El programa de la Alianza contemplaba un vasto proyecto de ayuda financiera estadounidense para impulsar reformas graduales en América Latina, en materias agraria, tributaria, administrativa, educación, salud, entre otros. Pronto, la Alianza despertó el entusiasmo de los latinoamericanos y también la crítica de algunos sectores, que veían la propuesta como muy ambiciosa. En Chile, la asistencia económica de la Alianza fue bien recibida, ya que vino a promover la reforma agraria y a apoyar obras de infraestructura necesarias, luego de los sucesos del terremoto y tsunami de 1960.

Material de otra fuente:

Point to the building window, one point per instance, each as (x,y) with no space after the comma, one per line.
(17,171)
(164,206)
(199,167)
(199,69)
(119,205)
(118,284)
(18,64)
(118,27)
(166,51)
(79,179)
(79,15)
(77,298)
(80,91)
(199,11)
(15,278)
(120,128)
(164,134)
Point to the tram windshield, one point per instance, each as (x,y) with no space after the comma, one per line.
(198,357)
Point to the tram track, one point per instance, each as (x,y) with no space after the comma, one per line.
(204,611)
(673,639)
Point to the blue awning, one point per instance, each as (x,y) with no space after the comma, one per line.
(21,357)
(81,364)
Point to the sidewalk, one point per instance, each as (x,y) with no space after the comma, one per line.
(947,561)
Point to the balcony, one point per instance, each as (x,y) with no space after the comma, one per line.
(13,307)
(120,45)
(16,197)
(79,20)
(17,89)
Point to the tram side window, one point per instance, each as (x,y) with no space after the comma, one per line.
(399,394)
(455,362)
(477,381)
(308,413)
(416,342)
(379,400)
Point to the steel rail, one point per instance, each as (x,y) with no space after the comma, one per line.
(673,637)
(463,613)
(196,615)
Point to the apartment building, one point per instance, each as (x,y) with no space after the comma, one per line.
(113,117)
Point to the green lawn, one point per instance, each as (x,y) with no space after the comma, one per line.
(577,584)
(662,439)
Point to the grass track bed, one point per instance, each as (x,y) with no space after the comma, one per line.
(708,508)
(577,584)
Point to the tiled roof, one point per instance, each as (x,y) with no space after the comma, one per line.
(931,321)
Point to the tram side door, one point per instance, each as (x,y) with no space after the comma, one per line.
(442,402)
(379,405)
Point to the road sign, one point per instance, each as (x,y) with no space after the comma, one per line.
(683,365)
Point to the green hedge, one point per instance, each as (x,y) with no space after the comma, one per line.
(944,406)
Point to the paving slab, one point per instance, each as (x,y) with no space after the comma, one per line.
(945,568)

La partida de Kennedy significó una fuerte impresión para la opinión pública. De este modo, El Diario Ilustrado recogió las palabras de Alessandri sobre el gobernante estadounidense, “Chile encontró en él, profunda comprensión para sus problemas y un ánimo siempre decidido a ayudarnos”. Mientras que, por su parte, La Nación escribió que Kennedy “era uno de estos estadistas de excepción que, obedeciendo a la vez a los dictados de la razón y a profundas intuiciones, coinciden con el ritmo de la Historia”. En tanto, la revista cristiana Mensaje señaló en su editorial, “la muerte de Kennedy nos responsabiliza y su llamado sigue resonando; llamado a los hombres que confían en el hombre”. Como puede verse, los medios chilenos compartieron su pesar por la pérdida del mandatario y los gestos que tuvo con la región.
En suma, la conmemoración de la muerte de Kennedy es también una oportunidad de reflexión de su vida y su visión con respecto al mundo de su tiempo. No cabe duda de que cualquier proyecto que se emprenda siempre traerá críticas, como las recibió el propio presidente y la Alianza para el Progreso, pero el liderazgo político de Kennedy y la voluntad de cooperación de la Alianza representan una valiosa experiencia histórica en las relaciones entre Estados Unidos y América Latina.